When you consider the health care systems in most industrialized nations, yes you see challenges just like we have here. But what distinguishes them and their challenges compared with us is that they produce better results at much lower costs. In the UK for example, Dr Young tells us that the British rationale is to spend on quality healthcare without frills, excesses and waste. The Canadians are the same way. Consequently, there are likely far fewer MRIs in these entire nations than there probably are in Chicago. There’s a stiff upper lip when it comes to waste, and there’s strong evidence that the British people are mindful of that as much as the British government is. They just don’t demand as much, and the common sense medicine practiced under the watchful eye of primary care physicians in the British NHS keeps their checkbook pretty well balanced. So the symbiosis of the British healthcare system and the people covered by it can perhaps be defined as a medical-economic mutualism. Each party derives benefits from its association with the other and they live peaceably and healthier in the same space.

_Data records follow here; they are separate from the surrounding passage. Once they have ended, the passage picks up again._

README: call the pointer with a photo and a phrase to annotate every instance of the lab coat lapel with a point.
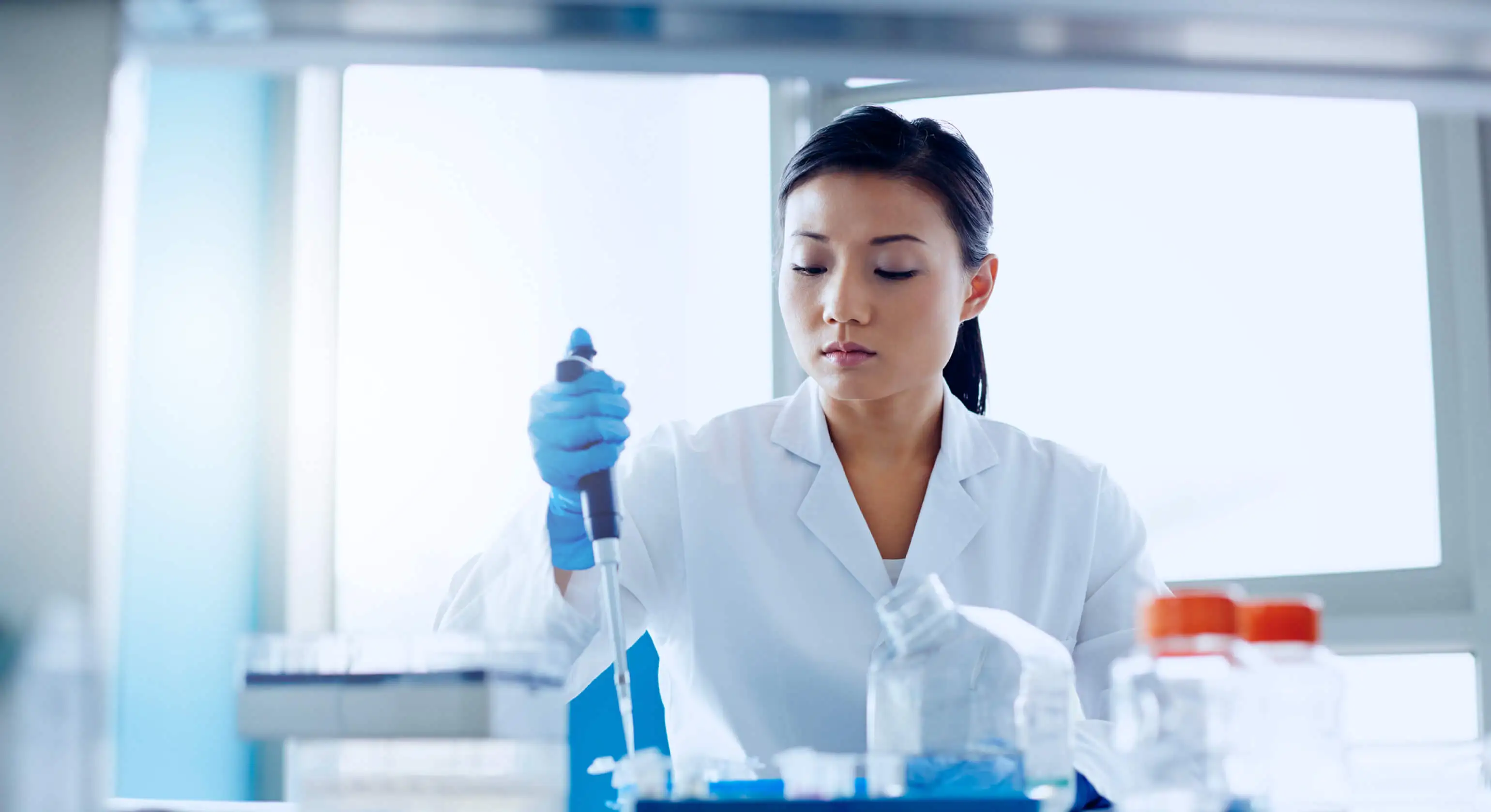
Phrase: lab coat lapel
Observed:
(830, 509)
(950, 517)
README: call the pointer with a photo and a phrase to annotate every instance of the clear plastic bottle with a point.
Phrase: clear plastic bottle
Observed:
(1293, 722)
(1172, 704)
(979, 701)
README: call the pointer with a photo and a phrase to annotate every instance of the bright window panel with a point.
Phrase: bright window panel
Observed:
(1411, 699)
(1225, 300)
(487, 212)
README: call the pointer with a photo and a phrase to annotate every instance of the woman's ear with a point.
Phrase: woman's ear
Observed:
(980, 286)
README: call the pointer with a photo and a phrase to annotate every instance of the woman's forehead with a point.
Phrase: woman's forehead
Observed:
(851, 206)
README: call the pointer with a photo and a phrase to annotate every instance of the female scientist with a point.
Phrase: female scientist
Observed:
(755, 549)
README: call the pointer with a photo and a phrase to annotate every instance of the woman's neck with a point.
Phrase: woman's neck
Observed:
(898, 430)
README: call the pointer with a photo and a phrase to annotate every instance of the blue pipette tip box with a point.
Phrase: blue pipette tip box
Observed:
(843, 805)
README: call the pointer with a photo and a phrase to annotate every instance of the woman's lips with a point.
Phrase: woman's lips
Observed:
(847, 354)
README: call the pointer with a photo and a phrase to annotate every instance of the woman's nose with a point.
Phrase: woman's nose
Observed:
(846, 300)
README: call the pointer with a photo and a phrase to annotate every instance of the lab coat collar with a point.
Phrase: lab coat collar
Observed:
(949, 519)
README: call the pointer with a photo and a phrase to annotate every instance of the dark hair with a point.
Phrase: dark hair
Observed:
(879, 140)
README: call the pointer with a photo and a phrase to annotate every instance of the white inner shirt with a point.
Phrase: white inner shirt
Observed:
(894, 568)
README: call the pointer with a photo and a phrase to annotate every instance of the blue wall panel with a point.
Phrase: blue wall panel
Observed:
(194, 446)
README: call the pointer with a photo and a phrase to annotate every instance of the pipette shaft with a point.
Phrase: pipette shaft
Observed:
(608, 556)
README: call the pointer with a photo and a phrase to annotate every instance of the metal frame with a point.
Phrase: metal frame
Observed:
(1400, 611)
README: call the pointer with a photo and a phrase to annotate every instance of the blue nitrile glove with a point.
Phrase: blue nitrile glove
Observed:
(578, 428)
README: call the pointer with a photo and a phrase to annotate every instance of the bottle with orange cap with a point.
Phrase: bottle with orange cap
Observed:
(1290, 728)
(1172, 704)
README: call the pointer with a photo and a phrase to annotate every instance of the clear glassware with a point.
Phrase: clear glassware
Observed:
(977, 699)
(1174, 702)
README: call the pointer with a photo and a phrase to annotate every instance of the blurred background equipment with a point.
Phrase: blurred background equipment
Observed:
(257, 257)
(436, 722)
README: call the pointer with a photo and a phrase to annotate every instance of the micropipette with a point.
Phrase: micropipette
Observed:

Don’t get me wrong. There are many good things about the US health care system: it’s a medical-technological marvel. It’s just that we overdo so much of the good stuff – we do too much of it too soon, waste money on the excessive and unnecessary and push people into the healthcare meat-grinder far too fast. That explains why the term medical bankruptcy is so prevalent here, and nonexistent elsewhere. And we have overspecialized our healthcare system with physicians who are body parts specific, at the expense of the type of quality medicine that the Brits deliver from their general practitioners. We (meaning the AMA, the government, the insurance reimbursement system and spoiled American consumers)) have crippled the best delivery of healthcare we could ever hope to have. All we have to do is wake up and do the right thing by promoting and fostering strong primary care, family medicine as the required first step into the system. Got a headache, bellyache, sore knee? First stop – required – is your family physician, not a neurologist, gastroenterologist or orthopedic surgeon. And be glad you have a family doctor who knows you and all your parts. Raise a ruckus with your elected representatives to pay family doctors better, which will hopefully encourage new doctors to consider the challenges of family medicine. If you can do that, and we can get a hale and hearty primary care system running at peak efficiency – that’s going to create mutualism – good for patients and good for primary care docs. Good for the wallets of a nation, its employers and its people.

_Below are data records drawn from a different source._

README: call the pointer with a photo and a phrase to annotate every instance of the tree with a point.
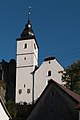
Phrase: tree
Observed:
(71, 77)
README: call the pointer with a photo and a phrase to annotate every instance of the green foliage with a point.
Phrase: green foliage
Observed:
(17, 111)
(71, 75)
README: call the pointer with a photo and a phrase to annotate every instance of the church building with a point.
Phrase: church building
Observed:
(32, 79)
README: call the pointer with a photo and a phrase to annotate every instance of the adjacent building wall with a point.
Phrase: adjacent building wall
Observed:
(49, 69)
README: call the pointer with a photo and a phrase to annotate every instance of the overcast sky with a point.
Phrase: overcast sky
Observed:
(56, 24)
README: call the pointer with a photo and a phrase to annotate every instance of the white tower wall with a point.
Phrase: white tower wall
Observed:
(27, 59)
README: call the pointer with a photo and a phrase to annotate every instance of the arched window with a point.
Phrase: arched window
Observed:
(25, 45)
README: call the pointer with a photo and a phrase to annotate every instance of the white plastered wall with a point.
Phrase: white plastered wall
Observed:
(42, 78)
(3, 115)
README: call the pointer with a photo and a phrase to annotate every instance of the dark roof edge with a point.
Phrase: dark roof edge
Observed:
(49, 58)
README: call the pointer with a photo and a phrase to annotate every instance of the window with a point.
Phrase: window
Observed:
(25, 58)
(28, 91)
(49, 73)
(20, 91)
(25, 45)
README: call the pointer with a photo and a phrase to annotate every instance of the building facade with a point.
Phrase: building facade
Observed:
(31, 80)
(27, 61)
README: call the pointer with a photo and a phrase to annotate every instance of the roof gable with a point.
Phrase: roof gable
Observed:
(5, 109)
(54, 102)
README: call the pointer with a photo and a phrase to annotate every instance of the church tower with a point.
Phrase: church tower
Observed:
(27, 60)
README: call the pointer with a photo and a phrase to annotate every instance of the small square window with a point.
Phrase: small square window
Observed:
(28, 91)
(20, 91)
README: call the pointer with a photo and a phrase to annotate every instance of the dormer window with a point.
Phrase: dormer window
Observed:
(25, 45)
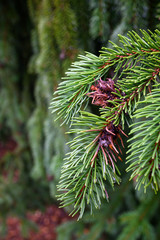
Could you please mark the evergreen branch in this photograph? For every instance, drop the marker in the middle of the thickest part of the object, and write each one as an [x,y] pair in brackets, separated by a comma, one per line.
[71,93]
[91,162]
[97,146]
[144,154]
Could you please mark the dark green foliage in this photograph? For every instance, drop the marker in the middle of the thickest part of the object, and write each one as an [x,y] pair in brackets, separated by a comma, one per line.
[38,42]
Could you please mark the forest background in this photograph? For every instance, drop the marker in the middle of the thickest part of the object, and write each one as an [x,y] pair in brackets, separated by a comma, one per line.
[39,39]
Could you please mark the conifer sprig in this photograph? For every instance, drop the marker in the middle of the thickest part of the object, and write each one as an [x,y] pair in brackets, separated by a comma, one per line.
[144,153]
[96,148]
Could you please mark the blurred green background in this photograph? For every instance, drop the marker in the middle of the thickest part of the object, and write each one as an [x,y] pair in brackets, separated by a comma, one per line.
[39,39]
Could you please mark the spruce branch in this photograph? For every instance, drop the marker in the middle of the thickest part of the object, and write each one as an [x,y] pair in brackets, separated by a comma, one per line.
[96,148]
[144,152]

The stories come out regularly about surgeons doing too many unnecessary and/or questionable surgeries because they can and because it’s lucrative, e.g., heart procedures, spine procedures, knee replacements … the list goes on. Hospitals and highly profitable freestanding ERs are sprouting up everywhere, hospitals are on a spree buying up physician practices and jacking up office call costs, insurance companies only giving the best reimbursements to mega-groups and freezing out small practices until they can no longer survive. That folks is not a mutualistic healthcare environment. That is a parasitic relationship and look where it weakens and damages – US employers becoming less competitive in world markets, more and more of the nation’s GDP being eaten up by healthcare costs and not spent elsewhere, pharmaceutical companies charging obscene amounts for the latest drugs rolling out and people being wiped out financially.
Can anyone reasonably argue that we have a good thing going? When the broken system makes a lot of money for purveyors,costs a lot and does economic and health damage - that’s parasitism – good for one, bad for the other.